Electrical leak locations provide invaluable insight into the integrity of a geosynthetic lining system. All geomembrane-lined containment facilities should be tested for leaks before going into service. Early detection of leaks allows for swift and effective repair pre-service, which protects the engineer, contractor, owner and in many cases the environment. Even covered geomembranes can be surveyed, including after a facility is in surface.
A new standard—ASTM D 8265— provides import support for liner surveys on covered geomembranes.
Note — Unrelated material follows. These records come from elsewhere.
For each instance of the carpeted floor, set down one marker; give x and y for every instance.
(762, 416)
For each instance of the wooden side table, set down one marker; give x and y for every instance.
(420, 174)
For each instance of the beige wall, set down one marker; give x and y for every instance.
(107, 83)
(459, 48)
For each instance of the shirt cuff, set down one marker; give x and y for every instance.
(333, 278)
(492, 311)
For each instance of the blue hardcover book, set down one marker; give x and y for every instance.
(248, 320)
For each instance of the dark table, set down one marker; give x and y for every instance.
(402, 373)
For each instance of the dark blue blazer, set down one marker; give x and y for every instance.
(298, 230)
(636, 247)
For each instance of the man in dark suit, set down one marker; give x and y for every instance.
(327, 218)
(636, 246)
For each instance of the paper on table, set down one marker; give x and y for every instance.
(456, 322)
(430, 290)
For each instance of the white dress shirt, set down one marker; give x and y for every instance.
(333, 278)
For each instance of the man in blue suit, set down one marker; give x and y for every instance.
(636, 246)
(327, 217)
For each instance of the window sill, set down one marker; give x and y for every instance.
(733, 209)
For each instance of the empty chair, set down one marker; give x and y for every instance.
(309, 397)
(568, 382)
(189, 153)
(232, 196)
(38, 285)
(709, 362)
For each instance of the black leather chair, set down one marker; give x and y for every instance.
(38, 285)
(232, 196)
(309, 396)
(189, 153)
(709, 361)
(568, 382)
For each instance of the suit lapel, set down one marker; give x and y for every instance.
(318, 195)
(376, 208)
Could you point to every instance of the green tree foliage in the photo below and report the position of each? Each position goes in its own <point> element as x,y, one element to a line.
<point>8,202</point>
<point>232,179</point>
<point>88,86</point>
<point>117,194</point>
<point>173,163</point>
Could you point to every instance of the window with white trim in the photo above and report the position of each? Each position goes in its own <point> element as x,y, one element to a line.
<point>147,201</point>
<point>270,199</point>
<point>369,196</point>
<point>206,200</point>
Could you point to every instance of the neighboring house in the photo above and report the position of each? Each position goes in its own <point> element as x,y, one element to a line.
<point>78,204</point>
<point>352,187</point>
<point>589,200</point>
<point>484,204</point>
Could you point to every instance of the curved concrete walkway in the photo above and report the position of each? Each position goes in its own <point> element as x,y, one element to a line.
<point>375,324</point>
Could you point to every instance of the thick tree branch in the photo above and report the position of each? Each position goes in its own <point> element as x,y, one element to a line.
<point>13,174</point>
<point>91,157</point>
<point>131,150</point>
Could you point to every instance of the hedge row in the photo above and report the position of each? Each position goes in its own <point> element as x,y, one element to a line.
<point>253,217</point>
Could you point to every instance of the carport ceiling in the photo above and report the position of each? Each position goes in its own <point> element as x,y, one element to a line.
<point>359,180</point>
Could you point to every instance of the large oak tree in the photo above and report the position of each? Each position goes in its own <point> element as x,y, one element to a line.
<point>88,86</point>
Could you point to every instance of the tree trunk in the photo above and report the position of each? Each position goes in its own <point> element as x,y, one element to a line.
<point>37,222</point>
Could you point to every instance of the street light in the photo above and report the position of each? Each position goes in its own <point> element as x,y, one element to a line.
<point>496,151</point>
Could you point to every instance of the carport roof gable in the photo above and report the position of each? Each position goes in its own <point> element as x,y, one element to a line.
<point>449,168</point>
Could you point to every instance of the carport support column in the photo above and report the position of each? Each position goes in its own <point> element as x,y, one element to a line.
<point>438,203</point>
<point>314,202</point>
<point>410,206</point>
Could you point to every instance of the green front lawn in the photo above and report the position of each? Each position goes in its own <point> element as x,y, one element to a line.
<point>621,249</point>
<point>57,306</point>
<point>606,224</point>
The International Geosynthetics Society (IGS) North America Chapter (IGS-NA) has arranged for the standard’s author, Abigail Gilson, P.E., to deliver a free webinar on the topic.
DATE & TIME: May 14, 12:00 – 1:00 pm CDT
COST: Free to students and industry professionals
COVERED GEOMEMBRANES & ELL EVALUATION
The new covered geomembranes survey standard is a welcomed step up from D 7007, which while being an effective and important standard had some shortcomings. It had been perceived by many to be an intermediary standard before a more comprehensive one could be developed. Gilson and her colleague Julio Ferreira wrote about D 7007’s advantages and the need to strengthen it in December 2017 on Geosynthetica.
ASTM D 8265, Standard Practices for Electrical Methods for Mapping Leaks in Installed Geomembranes, delivers on these updates, importantly in how results are reported.
“The new standard not only maximizes the sensitivity of the testing methods, but also forces the practitioner to report results in a way that is completely transparent,” the webinar organizers write. “Mistakes and uncertainty cannot be hidden.”
During the May 14 webinar, one will learn:
- How to properly prepare a site for a covered geomembrane survey
- How ASTM D8265 prescribes the documentation of site conditions
- Site response current and what this measurement means
- Voltage mapping for the two different types of site conditions
- Zero leak documentation
Abigail Gilson, M.S., P.E., is a senior engineer with TRI Environmental. Gilson is one of the most experience liner integrity survey experts in the world, having performed more than 160 million square feet of electrical leak location surveys.